ER trip twoI had to go to the ER last night. I was in so much pain I couldn't handle it any longer. Even with the pain pills, I couldn't move without vomiting from the pain.
I told my mother I needed to go to the hospital because there was no way I could drive. She took me and dropped me off.
What kind of mother just drops their child off at the ER without a second thought?
I have felt very alone lately.
They got me in quickly since I just had surgery. I didn't have to wait 3 hours this time. They did another ultrasound and bloodwork. One of my suture sites opened up and my abdomen was swollen and sore (from moving around and trying to do too much too soon apparently).
They thought I might have a bowel obstruction, but since I ate once the day after surgery and couldn't keep it down, I haven't eaten anything solid again. So, there's not really anything to be obstructed...

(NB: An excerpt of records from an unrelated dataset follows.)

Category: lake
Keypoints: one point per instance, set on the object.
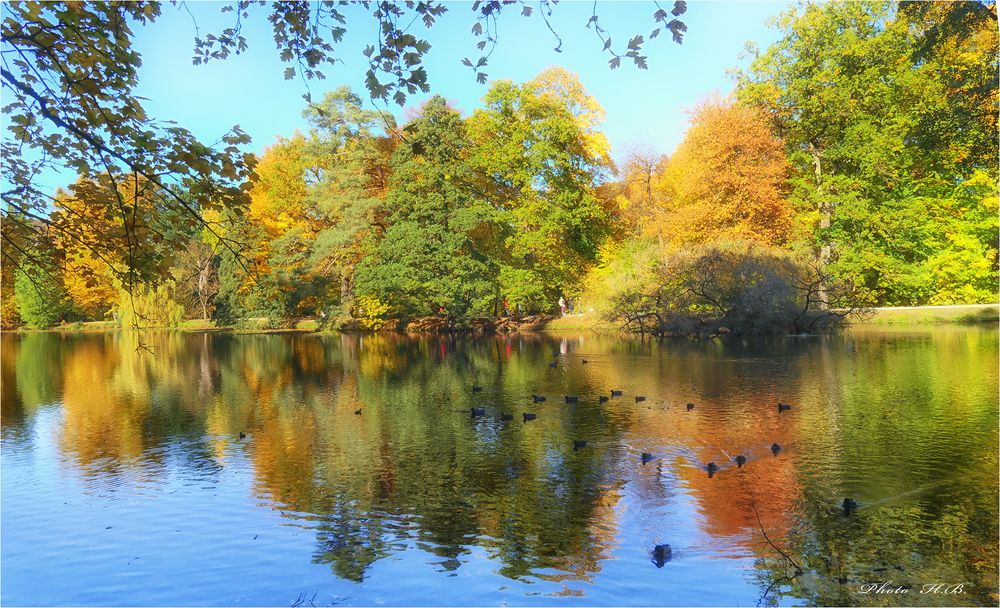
(125, 479)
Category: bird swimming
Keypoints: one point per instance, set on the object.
(661, 555)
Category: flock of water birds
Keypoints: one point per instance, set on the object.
(661, 553)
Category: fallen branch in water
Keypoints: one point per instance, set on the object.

Anyway, they took xrays and didn't see any dilation or whatever. I zone out because I don't want to think about it. Just gas. Yum. They made me eat, and I didn't vomit it up. I'm supposed to eat more and make sure everything is working and I'm not obstructed.
Apparently if it's bad, you can vomit up feces. FECES! Just thinking about it makes me want to never eat again.
It hurts beyond belief to sit straight up now. I couldn't walk completely upright before, but now I look like a freak when I walk.
I can't imagine what someone with their entire abdomen sliced open must feel like. I just have little holes, and I can't move. You don't realize how much you use your ab muscles for EVERYTHING. I move my arms with my abdomen muscles apparently.
They keep setting rechecks for me, but they don't seem to realize I have no insurance. One lady said the Community Health Center program I'm on will pay for most of the bill, but then another said it won't but I can make payment arrangements as low as $50 a month - even though I'm sure my bill is well over what my college education will cost me.
I can't think about it because it just makes me want to cease existing.
I'm rotting away in bed.
Even when I'm with Mark, I feel very lonely. I felt empty inside before all of this, now I just feel dead inside.
How emo of me.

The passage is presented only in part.